With the holidays fast approaching, and many children’s movies premiering, we have been considering taking our 2 ½ -year-old daughter to a movie theater for the first time. I’m apprehensive about her attention span, which often appears to be about that of a butterfly, though she has been improving since beginning preschool. Keeping her seated throughout an entire family meal, for instance, is a constant battle, as is sitting through a church service.
The topic of short attention spans does not escape my dog loving friends, either. While older dogs may be able to focus in on things for longer periods, younger dogs are often flighty and it can be a challenge to maintain their focus. Put young children together with young dogs and the challenge more than doubles!

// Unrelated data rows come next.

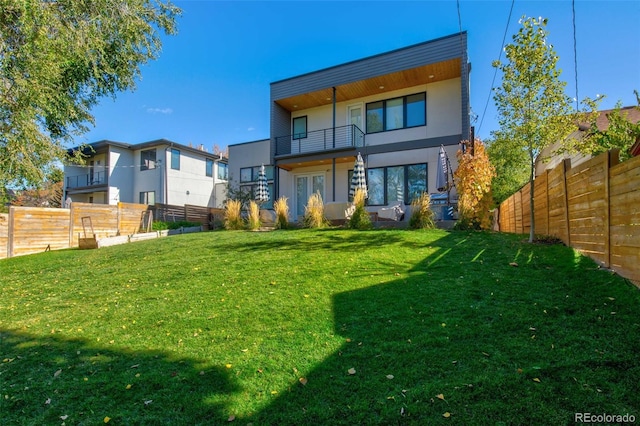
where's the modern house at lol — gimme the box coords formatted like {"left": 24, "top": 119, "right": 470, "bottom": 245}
{"left": 229, "top": 32, "right": 470, "bottom": 221}
{"left": 64, "top": 139, "right": 228, "bottom": 208}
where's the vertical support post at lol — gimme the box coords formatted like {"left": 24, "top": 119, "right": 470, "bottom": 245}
{"left": 332, "top": 87, "right": 336, "bottom": 149}
{"left": 332, "top": 158, "right": 336, "bottom": 202}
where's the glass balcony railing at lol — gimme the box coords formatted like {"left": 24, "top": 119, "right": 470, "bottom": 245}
{"left": 275, "top": 124, "right": 365, "bottom": 156}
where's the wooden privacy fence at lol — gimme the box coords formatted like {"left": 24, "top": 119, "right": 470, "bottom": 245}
{"left": 498, "top": 150, "right": 640, "bottom": 285}
{"left": 150, "top": 203, "right": 225, "bottom": 230}
{"left": 1, "top": 202, "right": 148, "bottom": 259}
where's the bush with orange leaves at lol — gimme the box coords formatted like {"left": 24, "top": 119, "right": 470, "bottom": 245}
{"left": 454, "top": 140, "right": 496, "bottom": 230}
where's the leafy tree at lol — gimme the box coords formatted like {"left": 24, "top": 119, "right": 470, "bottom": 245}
{"left": 454, "top": 139, "right": 495, "bottom": 230}
{"left": 492, "top": 16, "right": 593, "bottom": 242}
{"left": 0, "top": 0, "right": 180, "bottom": 189}
{"left": 486, "top": 135, "right": 529, "bottom": 205}
{"left": 569, "top": 92, "right": 640, "bottom": 162}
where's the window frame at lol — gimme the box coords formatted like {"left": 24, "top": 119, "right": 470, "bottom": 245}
{"left": 206, "top": 158, "right": 214, "bottom": 177}
{"left": 217, "top": 162, "right": 228, "bottom": 180}
{"left": 365, "top": 92, "right": 426, "bottom": 134}
{"left": 139, "top": 191, "right": 155, "bottom": 205}
{"left": 292, "top": 116, "right": 307, "bottom": 140}
{"left": 363, "top": 163, "right": 428, "bottom": 206}
{"left": 171, "top": 148, "right": 180, "bottom": 170}
{"left": 140, "top": 149, "right": 156, "bottom": 171}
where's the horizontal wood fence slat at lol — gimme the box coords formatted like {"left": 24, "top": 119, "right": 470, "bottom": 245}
{"left": 1, "top": 202, "right": 220, "bottom": 259}
{"left": 498, "top": 150, "right": 640, "bottom": 286}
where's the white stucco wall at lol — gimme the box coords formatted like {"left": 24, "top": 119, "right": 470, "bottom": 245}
{"left": 227, "top": 139, "right": 271, "bottom": 191}
{"left": 108, "top": 147, "right": 134, "bottom": 204}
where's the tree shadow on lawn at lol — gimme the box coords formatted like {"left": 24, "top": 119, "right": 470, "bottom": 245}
{"left": 0, "top": 330, "right": 239, "bottom": 425}
{"left": 250, "top": 231, "right": 640, "bottom": 425}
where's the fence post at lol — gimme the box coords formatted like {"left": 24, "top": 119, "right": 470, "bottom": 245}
{"left": 562, "top": 159, "right": 571, "bottom": 247}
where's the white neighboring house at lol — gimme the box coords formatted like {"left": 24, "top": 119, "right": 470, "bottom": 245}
{"left": 64, "top": 139, "right": 228, "bottom": 207}
{"left": 229, "top": 32, "right": 470, "bottom": 221}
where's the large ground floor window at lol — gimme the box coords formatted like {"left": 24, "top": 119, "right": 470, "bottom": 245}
{"left": 366, "top": 163, "right": 427, "bottom": 206}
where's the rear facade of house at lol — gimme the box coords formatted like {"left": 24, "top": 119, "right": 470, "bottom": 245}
{"left": 231, "top": 32, "right": 470, "bottom": 221}
{"left": 64, "top": 139, "right": 228, "bottom": 208}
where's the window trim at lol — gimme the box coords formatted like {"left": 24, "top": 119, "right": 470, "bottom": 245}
{"left": 292, "top": 116, "right": 307, "bottom": 140}
{"left": 365, "top": 92, "right": 426, "bottom": 134}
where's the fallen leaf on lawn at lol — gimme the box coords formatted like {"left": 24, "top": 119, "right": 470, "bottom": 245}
{"left": 509, "top": 262, "right": 518, "bottom": 267}
{"left": 533, "top": 378, "right": 541, "bottom": 383}
{"left": 348, "top": 368, "right": 356, "bottom": 375}
{"left": 241, "top": 349, "right": 248, "bottom": 352}
{"left": 61, "top": 415, "right": 68, "bottom": 421}
{"left": 225, "top": 364, "right": 232, "bottom": 369}
{"left": 228, "top": 415, "right": 235, "bottom": 422}
{"left": 199, "top": 371, "right": 205, "bottom": 376}
{"left": 443, "top": 412, "right": 451, "bottom": 418}
{"left": 130, "top": 364, "right": 139, "bottom": 369}
{"left": 400, "top": 407, "right": 405, "bottom": 416}
{"left": 441, "top": 323, "right": 446, "bottom": 327}
{"left": 45, "top": 398, "right": 51, "bottom": 405}
{"left": 145, "top": 400, "right": 153, "bottom": 405}
{"left": 125, "top": 384, "right": 132, "bottom": 390}
{"left": 517, "top": 368, "right": 523, "bottom": 374}
{"left": 54, "top": 369, "right": 62, "bottom": 378}
{"left": 104, "top": 416, "right": 110, "bottom": 423}
{"left": 481, "top": 352, "right": 490, "bottom": 357}
{"left": 436, "top": 393, "right": 445, "bottom": 401}
{"left": 299, "top": 377, "right": 308, "bottom": 386}
{"left": 386, "top": 374, "right": 394, "bottom": 379}
{"left": 270, "top": 390, "right": 278, "bottom": 395}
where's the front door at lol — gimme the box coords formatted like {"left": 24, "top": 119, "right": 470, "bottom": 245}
{"left": 295, "top": 174, "right": 325, "bottom": 218}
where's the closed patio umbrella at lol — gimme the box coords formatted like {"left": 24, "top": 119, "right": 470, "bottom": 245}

To my students, I recommend that they keep their dogs’ training sessions to a maximum of 3-5 minutes in length. While many dogs can concentrate for longer than that, the majority – particularly the younger dogs – start to show what we call “displacement behaviors” such as scratching at imaginary fleas, or suddenly finding some interesting smell on the ground directly in front of them when they are feeling overly pressured. Additionally, for the dog to want to work, it is ideal to keep sessions short, leaving the dog wanting more, rather than working them to mental exhaustion.
Similarly, time outs, for those who use them, should also be relatively short. For a child, it is recommended to time them out for as many minutes as their age in years. For dogs, a 30-second to 2-minute time out suffices. Given that dogs are estimated to have the intelligence of approximately two-year-old children, this certainly makes sense.
But what about working with children and dogs together? When I take my daughter to sports practices such as agility and flyball, I make certain to bring a variety of toys along to keep her entertained. For while she loves watching the dogs work, she can only focus on them for so long before she becomes bored and looks for other things to do. So I do my best to divide my time between her and the dogs so that I can keep everyone appropriately occupied throughout the training sessions.
As mentioned above, to teach my dogs to increase their attention spans, I try to leave them wanting more of the things that I like to do with them, such as flyball, agility, and tug games. I’m not certain that this will work with a toddler, but it is a harmless tactic that may be worth a try. Meanwhile, I’ll monitor her attention span, along with my dogs’, and attempt not to bore them all too much with my desire to keep on working.